Lady Blakeney sits quietly for more than fifteen minutes, and then Brogard begins to set the table again. He arranges the table with care, and he “seems to take some trouble in making the place look a trifle less uninviting.” Obviously, Lady Blakeney thinks, it is “for Percy that this semblance of supper is being” prepared, and she smiles to herself. Evidently, Brogard has “a certain amount of respect for the tall Englishman.”
The fact that Brogard, an unpleasant Frenchman, too has respect for the Scarlet Pimpernel speaks to Percy’s innate superiority.

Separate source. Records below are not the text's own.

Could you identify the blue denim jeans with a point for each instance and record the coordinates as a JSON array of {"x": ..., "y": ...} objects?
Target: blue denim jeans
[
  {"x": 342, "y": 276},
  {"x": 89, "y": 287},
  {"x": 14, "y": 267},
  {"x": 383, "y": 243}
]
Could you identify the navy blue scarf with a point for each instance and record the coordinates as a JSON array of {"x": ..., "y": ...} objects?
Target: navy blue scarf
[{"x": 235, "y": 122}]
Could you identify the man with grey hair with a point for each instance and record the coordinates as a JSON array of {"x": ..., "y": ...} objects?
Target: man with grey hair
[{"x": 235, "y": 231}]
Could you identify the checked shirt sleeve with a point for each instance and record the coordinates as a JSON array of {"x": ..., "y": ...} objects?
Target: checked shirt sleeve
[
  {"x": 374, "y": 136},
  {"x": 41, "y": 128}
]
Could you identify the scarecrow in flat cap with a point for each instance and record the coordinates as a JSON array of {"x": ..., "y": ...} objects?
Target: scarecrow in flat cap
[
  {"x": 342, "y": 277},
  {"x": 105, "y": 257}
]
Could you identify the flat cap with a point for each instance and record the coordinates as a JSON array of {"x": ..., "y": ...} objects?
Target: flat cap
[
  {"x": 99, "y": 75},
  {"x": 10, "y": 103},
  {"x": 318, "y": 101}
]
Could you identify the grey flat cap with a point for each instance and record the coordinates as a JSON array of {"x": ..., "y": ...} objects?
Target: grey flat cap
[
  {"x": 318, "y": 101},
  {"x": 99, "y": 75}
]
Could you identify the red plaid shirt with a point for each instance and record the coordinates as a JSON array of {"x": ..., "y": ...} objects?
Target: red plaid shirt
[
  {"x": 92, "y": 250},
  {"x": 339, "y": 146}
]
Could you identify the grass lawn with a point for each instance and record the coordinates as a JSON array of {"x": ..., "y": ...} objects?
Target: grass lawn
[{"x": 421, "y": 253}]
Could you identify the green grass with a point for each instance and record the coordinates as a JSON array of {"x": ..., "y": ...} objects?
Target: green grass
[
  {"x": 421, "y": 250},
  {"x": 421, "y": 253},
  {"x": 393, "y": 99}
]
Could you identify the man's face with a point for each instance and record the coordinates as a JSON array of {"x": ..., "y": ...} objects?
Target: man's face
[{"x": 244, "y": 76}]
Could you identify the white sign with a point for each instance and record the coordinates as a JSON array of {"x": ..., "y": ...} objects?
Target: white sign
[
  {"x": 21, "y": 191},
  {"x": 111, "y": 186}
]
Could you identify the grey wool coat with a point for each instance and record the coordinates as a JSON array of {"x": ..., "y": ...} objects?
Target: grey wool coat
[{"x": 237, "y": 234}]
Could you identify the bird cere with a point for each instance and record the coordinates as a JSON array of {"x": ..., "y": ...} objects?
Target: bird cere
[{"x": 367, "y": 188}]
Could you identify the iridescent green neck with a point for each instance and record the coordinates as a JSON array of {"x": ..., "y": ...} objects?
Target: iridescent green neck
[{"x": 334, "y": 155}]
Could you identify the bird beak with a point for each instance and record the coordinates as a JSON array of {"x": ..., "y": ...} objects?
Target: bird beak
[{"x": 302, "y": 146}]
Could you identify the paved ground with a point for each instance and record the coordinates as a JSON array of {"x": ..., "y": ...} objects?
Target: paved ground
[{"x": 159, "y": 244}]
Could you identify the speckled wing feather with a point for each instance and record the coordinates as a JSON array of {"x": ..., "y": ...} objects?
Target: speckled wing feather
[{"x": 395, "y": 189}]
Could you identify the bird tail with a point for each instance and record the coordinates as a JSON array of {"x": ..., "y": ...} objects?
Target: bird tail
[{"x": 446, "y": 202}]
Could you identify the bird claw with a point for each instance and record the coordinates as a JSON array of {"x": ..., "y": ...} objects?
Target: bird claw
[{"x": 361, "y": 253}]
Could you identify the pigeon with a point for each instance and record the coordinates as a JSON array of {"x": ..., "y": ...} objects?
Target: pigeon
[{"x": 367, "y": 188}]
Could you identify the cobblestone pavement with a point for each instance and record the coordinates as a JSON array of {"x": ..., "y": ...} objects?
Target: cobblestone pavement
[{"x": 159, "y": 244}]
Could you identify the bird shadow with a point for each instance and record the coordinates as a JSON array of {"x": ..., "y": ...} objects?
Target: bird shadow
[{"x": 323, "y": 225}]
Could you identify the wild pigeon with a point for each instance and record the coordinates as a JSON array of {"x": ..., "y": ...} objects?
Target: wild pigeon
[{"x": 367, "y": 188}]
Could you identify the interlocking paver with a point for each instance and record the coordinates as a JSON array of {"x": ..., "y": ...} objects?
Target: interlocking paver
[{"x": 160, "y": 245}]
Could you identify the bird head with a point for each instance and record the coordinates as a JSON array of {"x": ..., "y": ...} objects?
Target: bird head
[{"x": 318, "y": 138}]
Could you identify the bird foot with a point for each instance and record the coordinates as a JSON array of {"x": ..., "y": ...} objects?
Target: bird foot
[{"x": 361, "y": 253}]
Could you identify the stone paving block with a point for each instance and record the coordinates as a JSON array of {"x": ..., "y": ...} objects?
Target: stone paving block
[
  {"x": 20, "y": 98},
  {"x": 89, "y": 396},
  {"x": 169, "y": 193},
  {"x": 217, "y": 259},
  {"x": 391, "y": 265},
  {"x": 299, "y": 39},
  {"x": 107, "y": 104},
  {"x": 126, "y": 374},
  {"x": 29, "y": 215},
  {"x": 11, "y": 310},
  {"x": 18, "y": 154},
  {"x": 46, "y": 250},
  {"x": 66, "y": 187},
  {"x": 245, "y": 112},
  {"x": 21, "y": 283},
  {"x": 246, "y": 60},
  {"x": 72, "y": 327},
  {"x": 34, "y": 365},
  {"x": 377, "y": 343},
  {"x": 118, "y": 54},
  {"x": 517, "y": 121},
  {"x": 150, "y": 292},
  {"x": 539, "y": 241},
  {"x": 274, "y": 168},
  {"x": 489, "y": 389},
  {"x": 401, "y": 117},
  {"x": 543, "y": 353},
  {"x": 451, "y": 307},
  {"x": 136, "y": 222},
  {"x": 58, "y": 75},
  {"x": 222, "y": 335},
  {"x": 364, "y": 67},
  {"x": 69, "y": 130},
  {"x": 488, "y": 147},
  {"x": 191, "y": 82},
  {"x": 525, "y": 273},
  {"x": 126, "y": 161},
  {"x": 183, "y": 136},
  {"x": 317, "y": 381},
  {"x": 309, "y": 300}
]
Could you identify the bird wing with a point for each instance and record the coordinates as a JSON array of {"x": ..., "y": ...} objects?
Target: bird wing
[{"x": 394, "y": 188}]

Brogard shouldn’t respect the Scarlet Pimpernel—as a representation of the French Republic, Brogard should hate the Scarlet Pimpernel—but instead Brogard goes out of his way for him, which reflects Orczy’s support for the aristocracy and her disapproval of the revolution.
Lady Blakeney hears footsteps outside the inn, and hopes that it is Sir Percy, but then she hears another set of footsteps that tells her this new customer is not alone. Brogard goes to the door and opens it, and Lady Blakeney can see two men dressed in the official garb of the French priesthood. Brogard regards his new patrons “with even more withering contempt than had bestowed upon” Lady Blakeney and Sir Andrew. “Sacré soutane!” he mutters quietly. Although Lady Blakeney cannot see their faces, she knows that one of the men is Chauvelin, and the other is Desgas, his “secretary and confidential factotum.”
The French Republic was considered anti-religious by the British, and Chauvelin’s disguise as a priest can be considered sacrilegious and disrespectful. Brogard too appears to despise religion and curses the sight of a priest at his inn. He certainly has no reason to believe that Chauvelin is wearing a disguise and undoubtedly thinks a real priest has come to his inn, and he is clearly not happy about it. By making the French appear anti-religious, Orczy further depicts them as savage and uncivilized.
“A plate of soup and a bottle of wine,” Chauvelin orders Brogard “imperiously,” “then clear out of here—understand? I want to be alone.” Once Chauvelin is sure the landlord has gone, he begins to speak to Desgas. “The English schooner?” he asks. Desgas says that have “lost sight” of it, but it was last headed west. Chauvelin is pleased with this news. “Ah! —good!” he says. Desgas informs him that “all the roads which converge to this place have been patrolled” and “the beaches and cliffs have been most rigorously searched and guarded.” They do not yet know where Père Blanchard’s hut is, but several fishing huts litter the coastline.
Orczy use of the word “imperiously” has noble connotations. As a republican, Chauvelin presumably believes in equality and brotherhood, but he speaks to Brogard like he is beneath him. Chauvelin orders Brogard around and clearly doesn’t consider him an equal. In this way, Orczy again implies that the leaders of the French Republic are hypocrites who are not fit to run their own country.
Lady Blakeney’s high spirit begins to dissipate. For Sir Percy, escape will surely be “impossible.” Chauvelin’s “plans are well laid,” and it seems he has not left the smallest “loophole” through which even “the bravest, the most cunning man” could escape. Lady Blakeney hears another set of footsteps approaching the “Chat Gris” and hears the “cheerful sound of a gay, fresh voice singing lustily, ‘God save the King!’”
Sir Percy’s frequent singing of “God save the King!” both identifies him as an aristocrat and is a direct insult to Chauvelin and the French Republic. As France has abolished feudalism, they no longer observe the social or political power of the aristocracy. Sir Percy is the personification of nobility, which is exactly what Chauvelin and the French Republic hate most.